Who are the Nicolaitans?
When Jesus walked among men, He taught His disciples to beware of the leaven of the Pharisees, whom He denounced as hypocrites. With them, He classed the chief priests and the temple officials, together with teachers in the synagogues. He declared that they had so corrupted the truth of God with the doctrines of men (the same sin as the Nicolaitans) that the truth, as originally given, was no longer with them. That which these blind leaders of the blind were giving forth as truth was making their converts more the children of hell than they were. The deeds of these false teachers are in the second chapter of Revelation. It states "To the angel of the church of Ephesus write, 'These things says He who holds the seven stars in His right hand, who walks in the midst of the seven golden lampstands . . . But this you have, that you hate the deeds of the Nicolaitans, which I also hate." (Revelation 2:1, 6)

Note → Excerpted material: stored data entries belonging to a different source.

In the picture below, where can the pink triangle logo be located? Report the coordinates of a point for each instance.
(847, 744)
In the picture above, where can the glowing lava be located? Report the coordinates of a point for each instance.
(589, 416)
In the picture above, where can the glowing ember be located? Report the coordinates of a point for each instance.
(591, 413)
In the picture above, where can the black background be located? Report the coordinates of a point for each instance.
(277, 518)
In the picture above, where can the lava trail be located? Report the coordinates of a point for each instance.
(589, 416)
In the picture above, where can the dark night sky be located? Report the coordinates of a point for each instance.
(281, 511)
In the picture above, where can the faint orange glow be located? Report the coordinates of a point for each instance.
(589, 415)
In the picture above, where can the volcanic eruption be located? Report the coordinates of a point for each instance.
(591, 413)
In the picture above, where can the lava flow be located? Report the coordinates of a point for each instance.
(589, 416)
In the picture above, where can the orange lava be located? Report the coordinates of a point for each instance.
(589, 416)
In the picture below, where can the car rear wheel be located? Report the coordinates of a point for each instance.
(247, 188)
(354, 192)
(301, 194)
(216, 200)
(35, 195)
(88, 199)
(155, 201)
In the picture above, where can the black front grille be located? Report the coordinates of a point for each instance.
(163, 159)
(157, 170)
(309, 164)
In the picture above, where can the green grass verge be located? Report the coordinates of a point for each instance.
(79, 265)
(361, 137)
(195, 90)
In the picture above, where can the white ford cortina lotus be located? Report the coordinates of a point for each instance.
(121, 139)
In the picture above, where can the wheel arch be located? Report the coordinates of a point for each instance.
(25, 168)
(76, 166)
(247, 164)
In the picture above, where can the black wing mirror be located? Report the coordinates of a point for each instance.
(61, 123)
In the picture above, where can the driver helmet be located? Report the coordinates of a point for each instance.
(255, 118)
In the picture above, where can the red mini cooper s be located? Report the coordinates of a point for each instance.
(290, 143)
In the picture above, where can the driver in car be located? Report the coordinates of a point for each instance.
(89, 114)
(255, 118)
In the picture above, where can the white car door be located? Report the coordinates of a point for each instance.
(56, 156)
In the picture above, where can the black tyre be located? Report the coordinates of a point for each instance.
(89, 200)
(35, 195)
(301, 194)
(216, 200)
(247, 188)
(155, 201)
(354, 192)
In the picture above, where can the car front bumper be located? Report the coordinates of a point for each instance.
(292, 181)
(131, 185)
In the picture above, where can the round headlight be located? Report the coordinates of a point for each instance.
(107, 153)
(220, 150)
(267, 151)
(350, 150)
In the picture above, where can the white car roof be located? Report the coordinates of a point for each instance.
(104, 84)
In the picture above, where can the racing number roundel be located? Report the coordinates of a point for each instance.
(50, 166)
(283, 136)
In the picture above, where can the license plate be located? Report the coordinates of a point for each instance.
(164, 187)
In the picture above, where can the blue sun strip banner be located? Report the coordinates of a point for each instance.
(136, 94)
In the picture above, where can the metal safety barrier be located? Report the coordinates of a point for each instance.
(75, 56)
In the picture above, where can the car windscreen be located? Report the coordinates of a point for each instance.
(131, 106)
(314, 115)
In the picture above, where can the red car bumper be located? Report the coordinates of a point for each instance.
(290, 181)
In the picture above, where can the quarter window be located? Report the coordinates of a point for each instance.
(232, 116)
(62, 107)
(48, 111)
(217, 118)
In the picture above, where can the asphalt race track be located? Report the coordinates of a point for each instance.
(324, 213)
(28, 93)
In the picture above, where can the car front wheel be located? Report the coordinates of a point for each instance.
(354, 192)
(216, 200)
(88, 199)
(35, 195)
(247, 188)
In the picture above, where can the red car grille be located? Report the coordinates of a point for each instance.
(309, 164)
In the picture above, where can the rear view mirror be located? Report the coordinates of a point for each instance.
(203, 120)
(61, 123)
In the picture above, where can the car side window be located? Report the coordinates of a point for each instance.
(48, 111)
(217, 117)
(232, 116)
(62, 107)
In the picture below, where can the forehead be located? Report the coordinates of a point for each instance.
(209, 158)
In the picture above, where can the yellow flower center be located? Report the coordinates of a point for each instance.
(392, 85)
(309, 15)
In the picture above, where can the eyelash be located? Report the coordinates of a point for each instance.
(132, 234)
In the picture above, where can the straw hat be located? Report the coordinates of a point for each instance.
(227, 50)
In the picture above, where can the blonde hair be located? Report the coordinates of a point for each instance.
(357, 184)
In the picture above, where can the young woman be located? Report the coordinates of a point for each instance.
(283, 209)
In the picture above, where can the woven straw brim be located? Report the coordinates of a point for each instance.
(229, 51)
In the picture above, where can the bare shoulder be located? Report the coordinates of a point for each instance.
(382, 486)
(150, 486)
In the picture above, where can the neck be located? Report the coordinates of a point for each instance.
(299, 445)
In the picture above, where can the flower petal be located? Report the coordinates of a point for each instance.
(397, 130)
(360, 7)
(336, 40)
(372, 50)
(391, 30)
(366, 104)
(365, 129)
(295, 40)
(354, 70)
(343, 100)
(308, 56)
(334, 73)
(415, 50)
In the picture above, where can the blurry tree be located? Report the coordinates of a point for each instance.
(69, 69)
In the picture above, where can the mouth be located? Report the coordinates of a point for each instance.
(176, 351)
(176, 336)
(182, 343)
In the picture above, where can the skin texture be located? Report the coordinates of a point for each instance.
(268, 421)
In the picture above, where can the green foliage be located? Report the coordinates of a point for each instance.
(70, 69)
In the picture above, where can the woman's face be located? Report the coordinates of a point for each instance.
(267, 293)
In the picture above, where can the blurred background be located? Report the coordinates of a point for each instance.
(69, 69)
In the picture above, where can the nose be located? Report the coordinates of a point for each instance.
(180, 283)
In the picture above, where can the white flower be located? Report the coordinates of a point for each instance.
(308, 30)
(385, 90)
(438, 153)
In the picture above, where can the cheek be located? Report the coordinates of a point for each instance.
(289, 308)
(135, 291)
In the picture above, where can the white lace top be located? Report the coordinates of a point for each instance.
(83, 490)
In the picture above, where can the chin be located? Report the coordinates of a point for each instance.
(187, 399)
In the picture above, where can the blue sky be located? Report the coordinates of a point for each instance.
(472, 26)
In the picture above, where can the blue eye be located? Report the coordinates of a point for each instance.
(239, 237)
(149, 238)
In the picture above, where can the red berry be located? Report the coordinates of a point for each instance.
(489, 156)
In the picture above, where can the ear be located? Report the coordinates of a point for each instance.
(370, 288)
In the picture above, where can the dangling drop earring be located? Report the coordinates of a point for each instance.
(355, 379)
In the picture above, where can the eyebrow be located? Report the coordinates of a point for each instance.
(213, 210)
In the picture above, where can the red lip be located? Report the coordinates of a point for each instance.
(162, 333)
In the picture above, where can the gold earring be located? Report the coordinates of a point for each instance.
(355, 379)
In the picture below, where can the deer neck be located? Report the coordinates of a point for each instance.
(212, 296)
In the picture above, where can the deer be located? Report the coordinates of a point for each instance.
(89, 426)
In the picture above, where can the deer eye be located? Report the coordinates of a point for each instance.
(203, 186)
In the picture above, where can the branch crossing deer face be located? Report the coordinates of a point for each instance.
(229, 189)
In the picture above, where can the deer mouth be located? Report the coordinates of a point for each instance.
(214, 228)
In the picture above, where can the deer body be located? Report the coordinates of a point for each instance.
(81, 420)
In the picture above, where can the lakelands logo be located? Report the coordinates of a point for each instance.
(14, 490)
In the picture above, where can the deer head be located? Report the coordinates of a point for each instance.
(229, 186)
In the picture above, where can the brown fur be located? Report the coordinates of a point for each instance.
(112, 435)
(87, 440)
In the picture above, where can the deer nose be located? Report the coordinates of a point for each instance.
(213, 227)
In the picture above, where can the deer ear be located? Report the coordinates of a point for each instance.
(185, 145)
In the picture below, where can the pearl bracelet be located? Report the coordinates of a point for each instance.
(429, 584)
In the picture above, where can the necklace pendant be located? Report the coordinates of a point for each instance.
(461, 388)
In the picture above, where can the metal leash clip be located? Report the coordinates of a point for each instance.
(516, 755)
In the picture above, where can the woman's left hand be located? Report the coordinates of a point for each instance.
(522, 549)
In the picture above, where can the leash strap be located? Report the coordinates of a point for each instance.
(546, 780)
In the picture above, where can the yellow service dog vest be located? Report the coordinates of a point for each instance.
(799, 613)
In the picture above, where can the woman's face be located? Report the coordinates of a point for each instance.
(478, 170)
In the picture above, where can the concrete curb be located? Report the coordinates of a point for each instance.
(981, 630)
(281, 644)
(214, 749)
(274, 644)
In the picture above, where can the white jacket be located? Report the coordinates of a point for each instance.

The doctrines taught by these false teachers are in Revelation's letter to the church in Pergamos: "And to the angel of the church in Pergamos write, 'These things says He who has the sharp two-edged sword . . . Thus you also have those who hold the doctrine of the Nicolaitans, which thing I hate.' " (Revelation 2:12, 15)
The Lord not only demands repentance from those who believe and practice the 'doctrine of the Nicolaitans' but also threatens severe punishment if they do not obey: "Remember therefore from where you have fallen; repent and do the first works, or else I will come to you quickly and remove your lampstand from its place - unless you repent." (Revelation 2:5).
Greek meaning of word
The Greek word for Nicolaitans (Strong's Concordance Number #G3531) found in Revelation is actually three words combined. As a proper noun, it TRANSFERS, but is not translated, into English. The three Greek words used are Nikos, Laos and Ton.
The first Greek part of the English word Nicolaitans is NIKOS. We use the English equivalents instead of the Greek letters, as we shall also of the other two. Nikos is defined as "a conquest, victory, triumph, the conquered and by implication, those who are dominate over the defeated." Another transferred name in which this word is used is Nicopolis. It is composed of Niko, which means conquest, and polis, which means city. Nicopolis therefore means the city of conquest, or city of victory.